The Zacks Consensus Estimate of ADP’s revenues for the fiscal second quarter is pegged at $4.66 billion, indicating 6.1% growth from the year-ago reported figure. The estimate for earnings is $2.1 per share, which is up 7.1% from the year-ago reported figure. The consensus mark for fiscal 2024 revenues indicates a 6.2% increase while for earnings it indicates an 11.1% increase.

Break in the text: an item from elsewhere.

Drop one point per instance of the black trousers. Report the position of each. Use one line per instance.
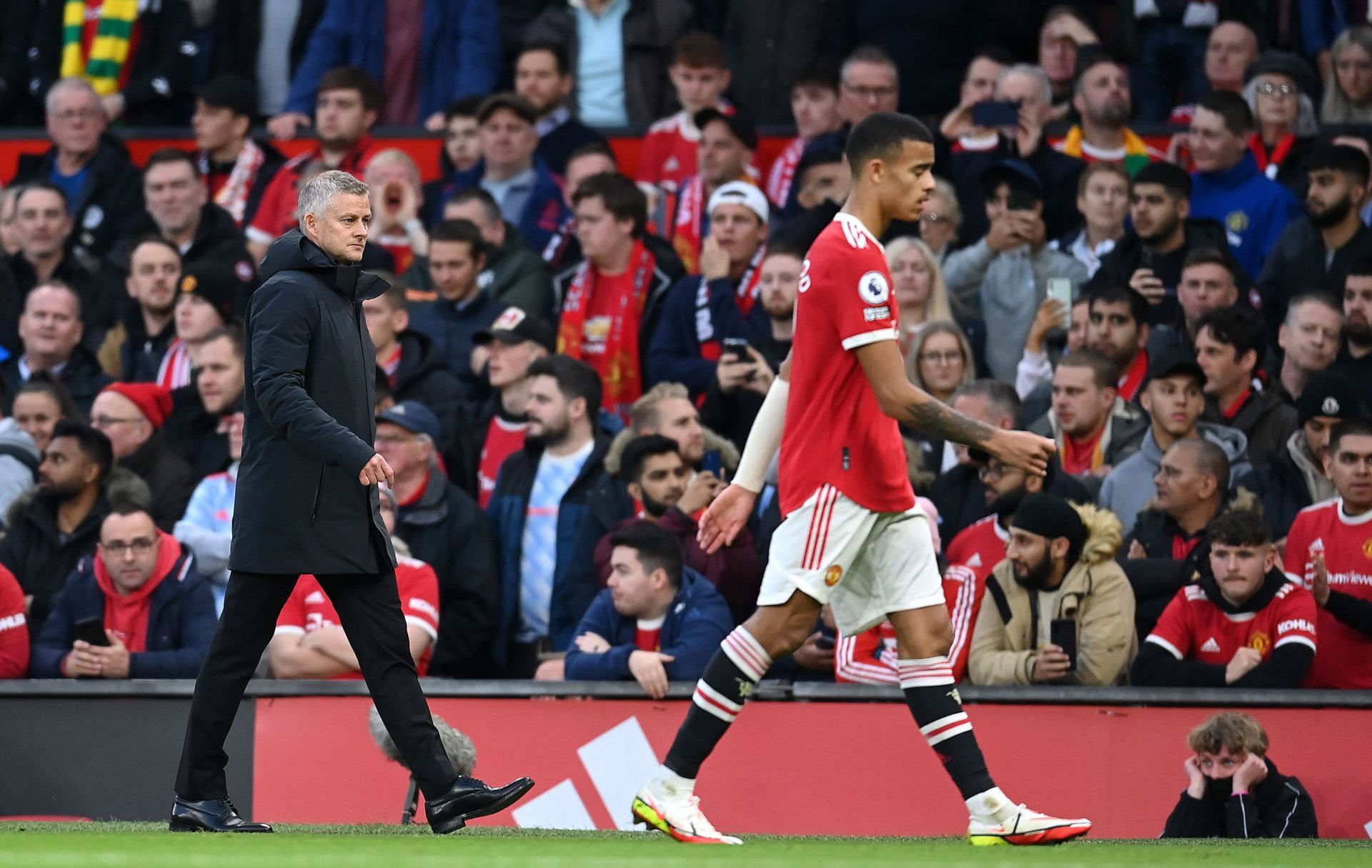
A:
(369, 608)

ADP drives innovation, expands globally and strengthens through strategic acquisitions like Celergo, WorkMarket, Global Cash Card, and The Marcus Buckingham Company. Collaborations with Workday and Salesforce enhance HR experiences.

 

Factors in Favor

ADP has accelerated DataCloud penetration and invested in inside sales, mid-market migrations and service alignment. Ongoing transformation enhances innovation, operations, margins and global expansion. Strategic acquisitions like Celergo, WorkMarket, Global Cash Card and The Marcus Buckingham Company strengthen ADP's customer base. The recent addition of Honu HR, Inc. DBA Sora (Sora) aligns with ADP's strategy to streamline HR processes through automation, efficiency improvement and employee experiences. ADP continues to seek acquisitions that strategically fit its business mix and facilitate long-term integration.

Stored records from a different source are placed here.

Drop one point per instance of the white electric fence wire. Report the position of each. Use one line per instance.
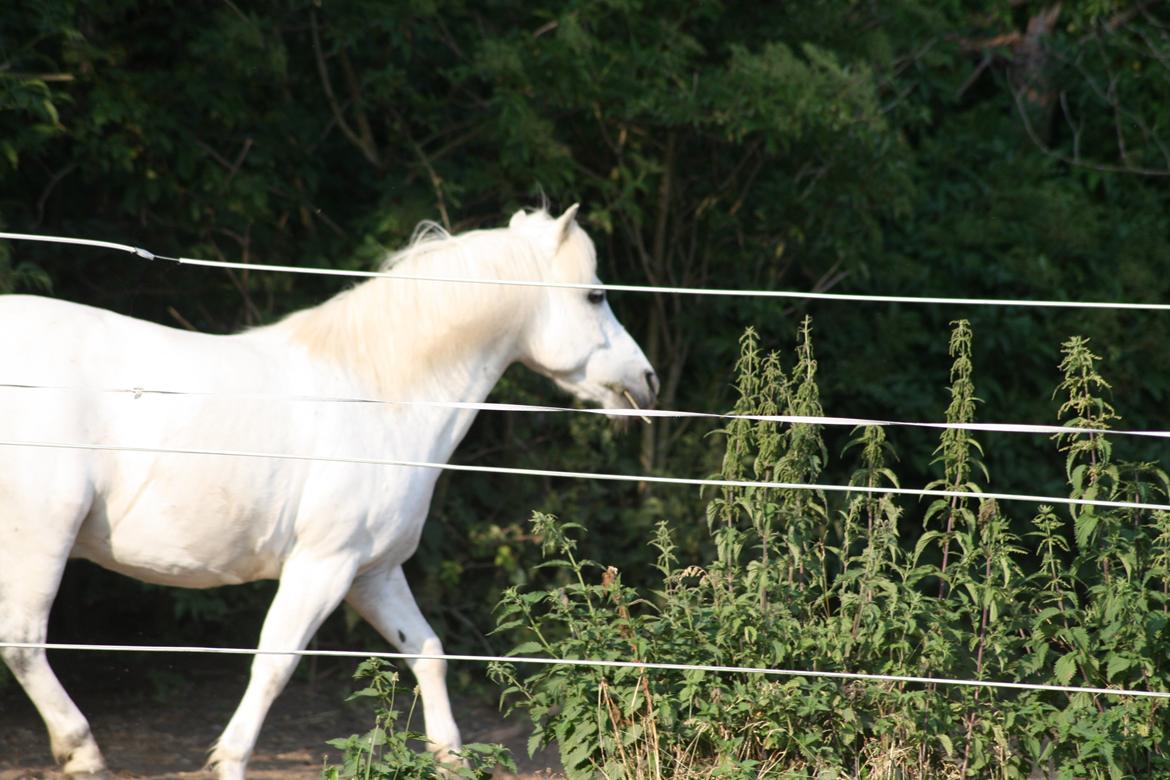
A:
(604, 477)
(617, 288)
(648, 413)
(649, 665)
(491, 406)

ADP is gaining through its partnerships and collaborations. Workday, Inc. (WDAY - Free Report) and ADP extended their partnership, aiming to enhance global payroll, compliance and HR experiences. Announced at Workday Rising, this collaboration built on a decade-long relationship for streamlined interactions and improved visibility into HCM data.

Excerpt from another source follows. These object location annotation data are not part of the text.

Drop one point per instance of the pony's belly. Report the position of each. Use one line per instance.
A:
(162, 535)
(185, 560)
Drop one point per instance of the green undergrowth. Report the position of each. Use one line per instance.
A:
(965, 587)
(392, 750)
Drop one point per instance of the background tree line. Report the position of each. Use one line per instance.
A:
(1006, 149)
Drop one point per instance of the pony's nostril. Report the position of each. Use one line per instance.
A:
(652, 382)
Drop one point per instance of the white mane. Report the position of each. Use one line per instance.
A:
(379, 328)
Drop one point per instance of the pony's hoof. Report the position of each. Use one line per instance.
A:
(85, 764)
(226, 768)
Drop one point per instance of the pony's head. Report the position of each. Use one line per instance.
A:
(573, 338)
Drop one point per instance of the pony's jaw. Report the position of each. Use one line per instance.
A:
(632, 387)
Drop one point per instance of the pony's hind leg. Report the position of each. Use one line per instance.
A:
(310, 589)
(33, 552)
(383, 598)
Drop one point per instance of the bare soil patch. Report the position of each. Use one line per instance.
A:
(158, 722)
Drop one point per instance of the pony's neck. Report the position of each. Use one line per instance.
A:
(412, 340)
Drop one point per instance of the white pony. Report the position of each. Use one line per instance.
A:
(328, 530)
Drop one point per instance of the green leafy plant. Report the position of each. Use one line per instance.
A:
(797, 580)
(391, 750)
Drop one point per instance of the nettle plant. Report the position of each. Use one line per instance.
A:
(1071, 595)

Similarly, Salesforce (CRM - Free Report) and ADP collaborated to enhance the client experience for more than 1 million clients. Leveraging Salesforce's Customer 360 platform, this partnership integrated ADP's HCM expertise and data with AI, enabling quick, real-time responses from service teams through generative AI technology. NAWBO and ADP's survey reveals that 92% of women-owned businesses are microbusinesses, which crucially contribute to 63% of household income. Empowering their growth can enhance wealth in underserved populations.

ADP excels in HCM tech and services through a three-tier strategy: delivering comprehensive cloud-based solutions, expanding its global presence with local software and offering multi-country solutions.

Some Risks

ADP's current ratio at the end of first-quarter fiscal 2024 was pegged at 0.98, lower than the current ratio of 0.99 reported at the end of the previous quarter.  Decreasing current ratio is not desirable as it indicates that the company may have problems meeting its short-term debt obligations.

The outsourcing industry is labor-intensive and heavily dependent on foreign talent. Rising talent costs due to competition could curb the industry’s growth. ADP, being one of the companies in the industry, is likely to be affected.

ADP currently holds a Zacks Rank #3 (Hold).